SUCCESS – AN OLYMPIAN DISADVANTAGE?

Team GB is doing well and that’s a cause for celebration but the BBC always have an angle! A Biased BBC readers challenges…

“The BBC has discovered another case of disproportionate success by public school pupils, this time winning more Olympic medals.

Since when did schools have any impact upon a childs sporting success? The amount of sport at ANY school is insufficient to raise a kid to even county level, never mind international. Every young Olympian will have had behind them a parent or other determined and supportive adult who ensured they received the appropriate training at a club or private tuition or both. Has the fact that this usually proves incredibly expensive escaped the BBC. Do they really think that sports teachers at private schools are the people dedicated to the development of one child to the extent that they turn someone who shows simply some early prowess into an Olympian?

If the answer is yes then they are more ignorant even than we imagine. This is just another propaganda piece to win public support for diverting yet more money to spend on ‘the poorest children i.e. yet more multi million pound facilities in Brixton Tower Hamlets and Peckham, state of the art schools  and out of school clubs e.g.

http://www.ebonyhorseclub.org.uk/

some of these race based, such as Asian football teams. Meanwhile the vast majority of ethnic British families who certainly cannot afford riding lessons, or tennis coaching or fencing lessons for their children, carry on as normal, their kids in increasingly depriortitised mouldering provincial schools, yet expected to pay for leg ups for lucky London housed foreigners in every walk of life.”

BANKING ON IT…

I wonder if you heard this inquisition interview conducted with RBS CEO Stephen Heston on the BBC Today programme  earlier?

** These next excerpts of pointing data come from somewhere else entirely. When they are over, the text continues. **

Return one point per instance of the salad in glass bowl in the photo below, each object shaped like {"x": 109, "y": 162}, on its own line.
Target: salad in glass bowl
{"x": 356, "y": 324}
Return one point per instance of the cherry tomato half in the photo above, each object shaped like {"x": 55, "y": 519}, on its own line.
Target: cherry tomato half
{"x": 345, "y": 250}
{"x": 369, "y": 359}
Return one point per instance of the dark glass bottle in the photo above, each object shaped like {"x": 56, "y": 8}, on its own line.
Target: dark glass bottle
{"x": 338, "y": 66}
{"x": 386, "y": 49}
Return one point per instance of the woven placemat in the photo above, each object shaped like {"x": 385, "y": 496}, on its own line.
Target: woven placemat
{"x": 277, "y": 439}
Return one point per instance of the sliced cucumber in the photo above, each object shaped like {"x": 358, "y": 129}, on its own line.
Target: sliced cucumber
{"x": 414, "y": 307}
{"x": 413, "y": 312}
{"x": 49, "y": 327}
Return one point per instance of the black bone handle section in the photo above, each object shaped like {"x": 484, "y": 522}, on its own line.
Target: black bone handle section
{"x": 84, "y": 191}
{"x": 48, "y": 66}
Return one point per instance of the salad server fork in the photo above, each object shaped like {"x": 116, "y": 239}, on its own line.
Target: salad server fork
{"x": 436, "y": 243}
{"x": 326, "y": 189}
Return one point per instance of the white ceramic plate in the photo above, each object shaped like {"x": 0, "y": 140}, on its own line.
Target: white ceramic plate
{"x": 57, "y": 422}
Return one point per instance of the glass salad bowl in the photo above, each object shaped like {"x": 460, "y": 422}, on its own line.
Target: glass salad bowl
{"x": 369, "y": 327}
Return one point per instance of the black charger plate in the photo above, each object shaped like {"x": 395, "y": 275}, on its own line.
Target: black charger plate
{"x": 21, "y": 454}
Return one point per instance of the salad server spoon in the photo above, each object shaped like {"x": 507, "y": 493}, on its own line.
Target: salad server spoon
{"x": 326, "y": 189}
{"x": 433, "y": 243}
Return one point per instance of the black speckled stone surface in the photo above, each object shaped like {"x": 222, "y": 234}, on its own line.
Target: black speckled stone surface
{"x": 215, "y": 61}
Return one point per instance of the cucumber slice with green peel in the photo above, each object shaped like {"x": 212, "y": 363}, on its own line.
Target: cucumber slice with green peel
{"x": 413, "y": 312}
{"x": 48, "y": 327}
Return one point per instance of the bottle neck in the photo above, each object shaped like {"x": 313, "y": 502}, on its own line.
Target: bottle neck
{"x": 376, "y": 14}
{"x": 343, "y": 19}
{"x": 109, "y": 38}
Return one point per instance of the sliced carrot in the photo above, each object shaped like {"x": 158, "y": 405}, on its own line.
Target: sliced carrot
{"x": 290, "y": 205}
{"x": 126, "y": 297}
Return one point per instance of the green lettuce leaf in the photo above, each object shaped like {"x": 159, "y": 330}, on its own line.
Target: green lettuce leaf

A Biased BBC reader did and sent the following thoughts in…

“Did you hear the interview with RBS chief Simon Hester this morning? The interviewer  constantly harangued him and came out with this …” Don’t you think the Banks have become too large, too powerful, too arogant and should be split up?” Well what other organisation does that remind you of?

But more than that, what would the BBC have to say if it were made compulsory for anybody wishing to use ANY one of the Banks to be required by Law to pay an annual fee to The Bank of England? What then if the Bank of England used those fees to pay themselves huge salaries, to employ staff based on their ethnicity or sexual orientation rather than their talent or efficiency?

What if the Bank of England used those funds to actively support and promote one political party?

Left wing organisations always think they have the right to flaunt the rules they are only too willing to impose on others. But then, they are doing so for the common good and in the name of helping those who are on the bottom rung of society.  However, in the course of their representation of these minorities they happen to award themselves huge amounts of remuneration and perks…..then, “Hey, we deserve it “.

YOU’VE GOT A FRIEND…

You have to laugh at the total lack of self awareness really. The BBC Trust appoints a “friend of the Corporation”  – Stewart Prebble – to determine if it is being impartial. Here’s the best bit of all…

“I have long-term affection for the BBC. It’s important for all of us in broadcasting,” he told the Times. He said that impartiality was no longer seen as a simple balance between left and right in politics. “It’s much more complicated than that in the much more diverse society that we live in,” he said.

Hah!

KOFI TIME

Well, former UN head Kofi Annan, much beloved of the BBC, has spectacularly failed to achieve anything in Syria and has resigned his position yesterday. I was watching the BBC report on this last night and what was remarkable was the backside covering sycophancy directed his way. It was an “impossible task” that the heroic Kofi had bravely taken on but now was walking away from, head held high. Like Rwanda. They love Kofi.